Infants requiring a CT scan of the brain or body are typically scanned without sedation, because scan times are usually less than 5-10 seconds. Iodine-based intravenous contrast may be administered to evaluate for cardiovascular abnormalities, neoplasm, or infectious disease. In the absence of known renal failure, neonates show no increased risk for renal toxicity after receiving iodinated intravenous contrast material. A distinct disadvantage of CT imaging is the lack of portability. Because CT equipment requires room shielding, a relatively large footprint, and is highly sensitive to small fluctuations in temperature and humidity, patients must travel to the radiology department's CT suite for imaging.
Following radiography, sonography is the most common imaging examination performed in the neonate. Ultrasound is particularly suitable for newborns because of its low cost, accessibility, portability, lack of ionizing radiation, and absence of known health risks. There is no need for patient sedation, and technologists can easily capture both static and cine images that include characterization of flow dynamics with color and spectral Doppler.
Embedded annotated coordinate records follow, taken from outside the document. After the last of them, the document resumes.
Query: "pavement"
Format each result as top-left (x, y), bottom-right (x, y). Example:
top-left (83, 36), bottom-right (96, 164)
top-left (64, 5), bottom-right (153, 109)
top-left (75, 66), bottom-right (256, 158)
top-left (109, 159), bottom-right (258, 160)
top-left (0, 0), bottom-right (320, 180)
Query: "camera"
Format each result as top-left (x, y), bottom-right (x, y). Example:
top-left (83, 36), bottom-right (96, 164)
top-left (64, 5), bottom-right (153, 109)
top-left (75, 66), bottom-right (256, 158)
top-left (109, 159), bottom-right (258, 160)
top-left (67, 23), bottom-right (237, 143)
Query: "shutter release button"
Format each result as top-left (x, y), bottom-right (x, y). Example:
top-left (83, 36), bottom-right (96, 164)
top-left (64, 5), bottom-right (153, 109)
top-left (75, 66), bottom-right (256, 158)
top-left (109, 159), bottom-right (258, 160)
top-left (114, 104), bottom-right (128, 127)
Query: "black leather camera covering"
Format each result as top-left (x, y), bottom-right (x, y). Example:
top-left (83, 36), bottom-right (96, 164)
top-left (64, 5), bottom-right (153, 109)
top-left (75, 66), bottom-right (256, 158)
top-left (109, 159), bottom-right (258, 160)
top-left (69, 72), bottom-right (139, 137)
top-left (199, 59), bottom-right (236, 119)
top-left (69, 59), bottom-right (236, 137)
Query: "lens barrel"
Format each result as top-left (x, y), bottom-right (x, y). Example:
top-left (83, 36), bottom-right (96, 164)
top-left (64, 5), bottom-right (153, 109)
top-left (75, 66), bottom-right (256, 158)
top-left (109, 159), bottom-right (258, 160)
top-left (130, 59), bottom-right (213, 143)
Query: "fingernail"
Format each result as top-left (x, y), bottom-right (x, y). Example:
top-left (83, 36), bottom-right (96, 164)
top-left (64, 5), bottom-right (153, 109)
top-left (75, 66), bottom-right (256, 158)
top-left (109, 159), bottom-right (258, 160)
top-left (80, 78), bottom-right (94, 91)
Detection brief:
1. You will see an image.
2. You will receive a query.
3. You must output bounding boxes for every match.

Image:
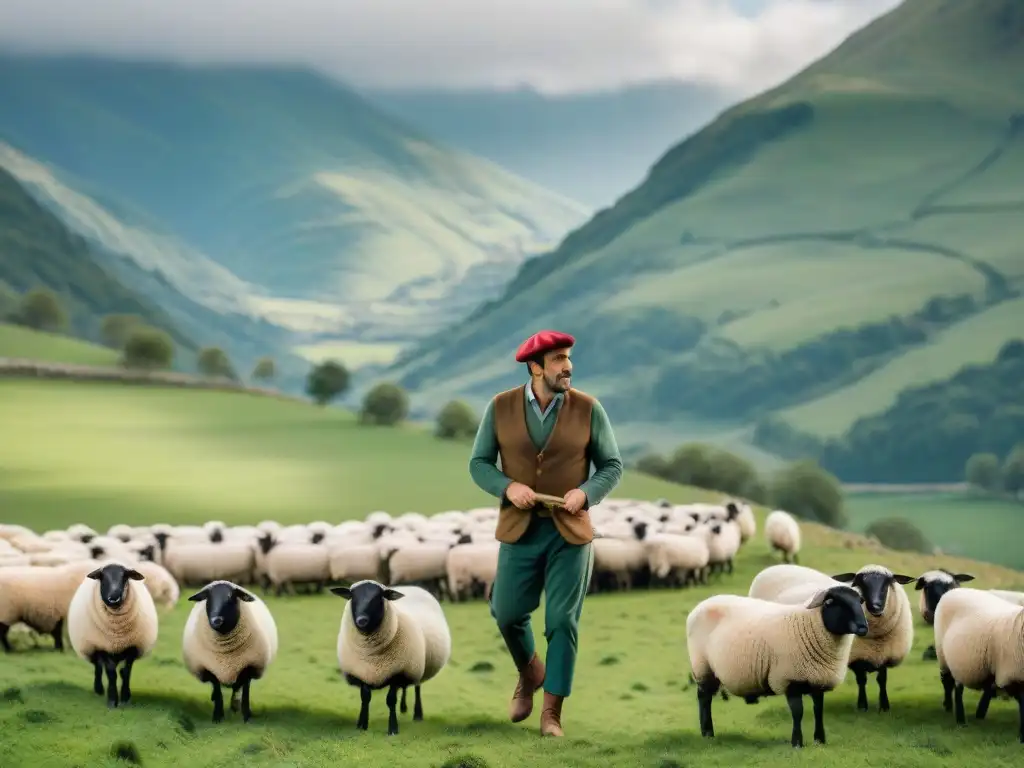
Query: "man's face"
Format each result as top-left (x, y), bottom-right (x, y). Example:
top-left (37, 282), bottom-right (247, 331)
top-left (534, 347), bottom-right (572, 392)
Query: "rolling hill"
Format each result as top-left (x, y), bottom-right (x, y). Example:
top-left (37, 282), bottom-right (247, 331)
top-left (361, 82), bottom-right (726, 210)
top-left (0, 55), bottom-right (586, 359)
top-left (390, 0), bottom-right (1024, 479)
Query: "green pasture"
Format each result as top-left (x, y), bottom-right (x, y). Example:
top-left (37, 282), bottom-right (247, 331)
top-left (0, 323), bottom-right (118, 366)
top-left (846, 494), bottom-right (1024, 573)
High-quality sonographic images are dependent upon the skill of the technologist in identifying optimal sonographic windows and in the appropriate selection of ultrasound probes of varying frequencies. Because sound waves travel poorly through air and calcified bone, sonographic evaluation of anatomy can be limited if obscured by gas-filled bowel, aerated lung, and overlying bones. Another disadvantage of ultrasound is the relatively low spatial resolution relative to CT and MRI.
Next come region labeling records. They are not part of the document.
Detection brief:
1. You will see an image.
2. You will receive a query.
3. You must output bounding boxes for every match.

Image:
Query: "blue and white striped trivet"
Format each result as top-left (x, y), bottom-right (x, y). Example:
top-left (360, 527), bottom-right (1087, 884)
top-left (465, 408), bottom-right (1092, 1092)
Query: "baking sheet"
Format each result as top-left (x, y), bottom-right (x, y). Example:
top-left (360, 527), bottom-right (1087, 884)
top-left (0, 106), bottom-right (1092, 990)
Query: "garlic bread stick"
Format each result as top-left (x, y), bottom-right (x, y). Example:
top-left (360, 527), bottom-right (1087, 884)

While ultrasound remains the screening modality of choice in the prenatal period, magnetic resonance (MR) imaging has become a valuable adjunct to identify at-risk infants who may benefit from in utero intervention as well as to prepare for optimal perinatal management. In the postnatal period, MR imaging can provide vital detailed information that ultrasound and CT cannot—particularly in the diagnosis of traumatic or anoxic brain injury and congenital anomalies. Gadolinium-based intravenous contrast may be used without risk of renal toxicity in infants without known renal failure. Despite scan times that may exceed 30 minutes, the majority of infants under three months of age can be scanned without sedation using the “feed and swaddle” technique. The most significant barrier to MR use is the need to travel to the radiology department MR suite, frequently not in close proximity to the NICU. New dedicated infant-sized MR scanners designed to be housed in the NICU may offer a solution to the risks of transport and minimize the disruption of care for critically ill neonates.
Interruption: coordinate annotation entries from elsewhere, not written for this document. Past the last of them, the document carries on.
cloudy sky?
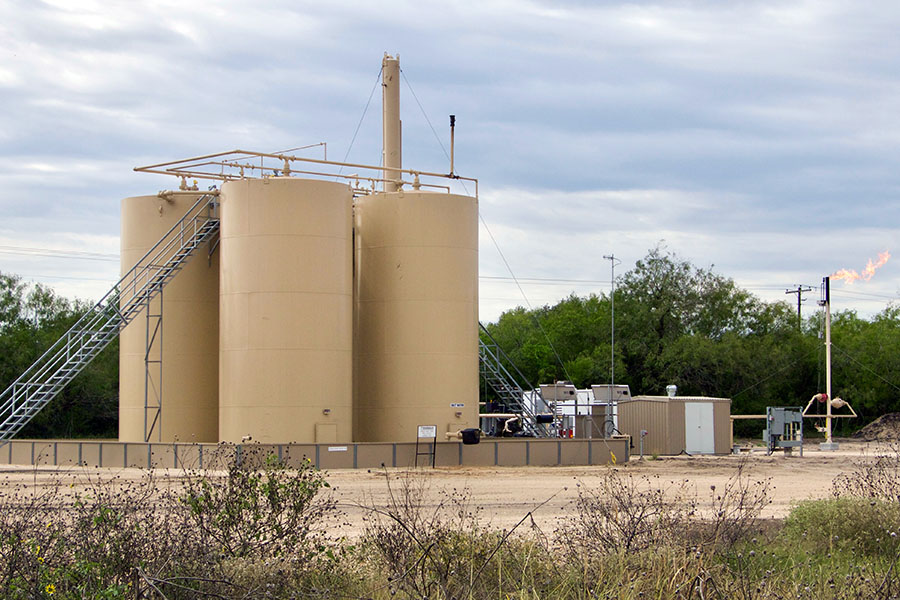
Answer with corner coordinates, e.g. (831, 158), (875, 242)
(0, 0), (900, 320)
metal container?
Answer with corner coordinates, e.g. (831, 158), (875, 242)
(618, 396), (731, 455)
(354, 191), (478, 442)
(219, 177), (353, 443)
(119, 192), (219, 442)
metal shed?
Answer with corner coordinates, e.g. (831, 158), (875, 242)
(619, 396), (731, 455)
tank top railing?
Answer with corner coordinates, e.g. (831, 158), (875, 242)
(0, 193), (219, 445)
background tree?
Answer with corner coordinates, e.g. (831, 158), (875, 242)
(0, 273), (119, 438)
(487, 246), (900, 435)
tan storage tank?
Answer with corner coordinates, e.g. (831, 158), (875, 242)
(119, 192), (219, 442)
(354, 191), (478, 442)
(219, 177), (353, 443)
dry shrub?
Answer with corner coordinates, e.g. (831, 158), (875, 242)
(360, 472), (555, 599)
(557, 462), (770, 561)
(0, 446), (337, 599)
(832, 440), (900, 502)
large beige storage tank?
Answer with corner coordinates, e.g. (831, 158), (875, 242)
(219, 178), (353, 443)
(119, 193), (219, 442)
(354, 191), (478, 442)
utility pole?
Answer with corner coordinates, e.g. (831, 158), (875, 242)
(784, 285), (812, 329)
(603, 254), (622, 437)
(819, 277), (838, 450)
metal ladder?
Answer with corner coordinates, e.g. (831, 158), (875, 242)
(478, 323), (559, 437)
(0, 193), (219, 446)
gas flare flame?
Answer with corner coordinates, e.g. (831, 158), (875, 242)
(831, 250), (891, 283)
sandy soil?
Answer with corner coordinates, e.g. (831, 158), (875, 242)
(328, 440), (886, 535)
(0, 440), (885, 537)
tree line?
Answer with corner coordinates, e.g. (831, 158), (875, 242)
(482, 247), (900, 432)
(7, 240), (900, 437)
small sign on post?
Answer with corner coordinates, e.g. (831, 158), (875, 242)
(416, 425), (437, 469)
(418, 425), (437, 439)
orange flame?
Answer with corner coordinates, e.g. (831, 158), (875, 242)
(831, 250), (891, 283)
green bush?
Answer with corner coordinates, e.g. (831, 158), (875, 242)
(782, 498), (900, 558)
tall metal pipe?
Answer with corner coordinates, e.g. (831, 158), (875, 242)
(824, 277), (833, 444)
(381, 53), (403, 192)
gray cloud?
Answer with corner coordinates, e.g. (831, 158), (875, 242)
(0, 0), (900, 318)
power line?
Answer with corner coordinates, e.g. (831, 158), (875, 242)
(784, 285), (812, 329)
(0, 246), (119, 262)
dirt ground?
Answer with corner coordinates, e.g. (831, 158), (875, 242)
(0, 440), (886, 537)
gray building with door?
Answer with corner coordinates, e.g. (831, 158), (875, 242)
(618, 396), (731, 456)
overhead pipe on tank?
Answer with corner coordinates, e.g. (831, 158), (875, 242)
(381, 52), (403, 192)
(450, 115), (456, 177)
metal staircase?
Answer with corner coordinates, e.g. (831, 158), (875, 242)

Nuclear medicine contributes to the care of newborns with congenital anomalies, infection, and neoplasm. The radiopharmaceuticals used are nonallergenic and show no toxic effects. The radiation dose for most exams is between 0.6 mSv and 5.5 mSv, in the range of CT imaging. Although most studies require that the patient remain still for a relatively long period of time, most neonates can be imaged without sedation. As with CT and US, these exams require patient transport to the nuclear medicine suite of the radiology department.
Respiratory distress is the most common indication for imaging in the newborn. The chest radiograph (CXR) plays an important role in the assessment of cardiopulmonary pathology in the neonate and young infant and is usually the initial examination of choice.
Portable chest radiographs are obtained in the anteroposterior (AP) view with the infant lying supine. The arms should be extended away from the body or above the head, and the thighs should be immobilized. With proper positioning, the radiograph should demonstrate symmetry of the clavicles and ribs and a midline appearance of the superior mediastinum. It is important to ensure proper patient positioning because a rotation-distorted image may obscure or mimic cardiac and pulmonary pathology. Further, leads and electrodes may also compromise image quality by obscuring regions of critical importance such as tube and line placement or small air leaks.
Additional imaging modalities can be used to evaluate specific neonatal chest abnormalities. Sonography is useful in the assessment of diaphragmatic motion, pleural fluid, and catheter complications. Cross-sectional imaging with CT or MRI is useful for surgical and medical treatment planning of more complex thoracic conditions. Specifically, CT is the study of choice to evaluate parenchymal and mediastinal lesions. Both CT and MR are useful in the evaluation of complex congenital heart conditions.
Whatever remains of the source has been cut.